Clotnik, con un hábil lanzamiento, alcanzó a Flint en la rodilla derecha con la bola dorada; a decir verdad, el hijo de Mertwig estaba causando más estragos en las filas enemigas que el propio Tanis. El semielfo podría haber rematado con facilidad a Flint una vez que Clotnik lo dejara tullido, pero, al mirar a su viejo amigo a la cara, se sintió incapaz de hacerlo. Dejó que se escabullera y, como era de esperar, poco después tuvo que frenar el furioso ataque del iracundo enano.

Fue la imagen de Kit la que lo hizo derramar la primera sangre cuando su espada le produjo un corte en el muslo. La herida era superficial, pero le hizo comprender que no podía depender de su habilidad como espadachín de manera indefinida. Aun contando con un arma encantada, no era invencible.

Sturm, Kit y Tas se reagruparon, en tanto que Flint retrocedía, y al punto se lanzaron al ataque al unísono. El semielfo se obligó a desechar cualquier sentimiento de amor o piedad y centró su atención en las armas y los cuerpos de los compañeros, apartándola de sus rostros.

Sturm y Kit arremetieron al mismo tiempo. Tanis frenó ambas acometidas con un solo movimiento y acto seguido hundió la espada en el estómago de la mujer. Kit no gritó. Pero él sí. Tuvo que darse la vuelta cuando la guerrera se desplomó de costado.

Su reacción lo dejó indefenso frente a Tas, quien manejaba una daga pequeña de hoja curva.

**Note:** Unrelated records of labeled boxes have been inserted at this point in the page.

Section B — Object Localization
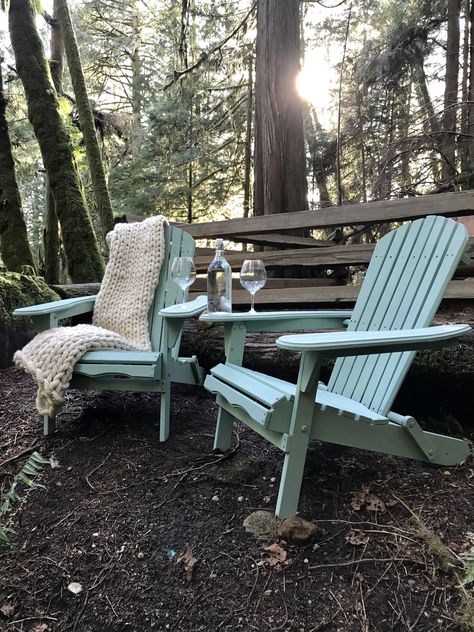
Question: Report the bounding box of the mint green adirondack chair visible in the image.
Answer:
[201,217,470,518]
[14,226,206,441]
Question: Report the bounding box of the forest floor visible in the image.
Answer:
[0,369,474,632]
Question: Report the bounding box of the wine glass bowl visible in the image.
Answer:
[171,257,196,307]
[240,259,267,314]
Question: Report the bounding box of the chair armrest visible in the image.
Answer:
[276,325,471,357]
[199,309,352,332]
[13,296,97,318]
[13,296,97,331]
[160,296,207,318]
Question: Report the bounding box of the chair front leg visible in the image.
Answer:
[43,415,56,437]
[275,352,322,519]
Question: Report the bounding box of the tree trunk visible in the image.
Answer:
[413,55,441,184]
[43,0,64,283]
[466,2,474,189]
[244,54,253,217]
[0,58,34,272]
[254,0,308,215]
[130,0,143,156]
[442,0,461,188]
[58,0,114,237]
[9,0,104,283]
[459,0,471,178]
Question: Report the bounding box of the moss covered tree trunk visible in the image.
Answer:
[9,0,104,283]
[44,0,64,283]
[0,58,34,272]
[57,0,114,236]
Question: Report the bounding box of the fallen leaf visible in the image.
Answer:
[265,543,288,566]
[278,516,321,544]
[365,494,387,513]
[176,544,197,582]
[346,529,369,546]
[49,455,61,470]
[0,603,15,617]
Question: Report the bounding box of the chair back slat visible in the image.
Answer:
[328,216,468,415]
[148,225,195,351]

Clotnik gritó una advertencia y el semielfo atisbó la imagen del kender, con el copete de cabello castaño balanceándose al igual que el de su original, pero ya era demasiado tarde. La hoja de acero se hundió en su brazo armado. El dolor fue tan lacerante que casi soltó la espada. Con el rostro contraído, levantó el arma con brusquedad. Consternado, vio que el acero atravesaba el cuerpo menudo de Tasslehoff Burrfoot. Contempló conmocionado cómo el kender caía de rodillas. Lo acometió una sensación de vergüenza, de desprecio por sí mismo, y quiso arrojar su espada; mas todavía miraba a su pequeño amigo, cuando el kender empezó a transformarse en el cuerpo sin vida de un slig, cuatro veces más grande que Tas.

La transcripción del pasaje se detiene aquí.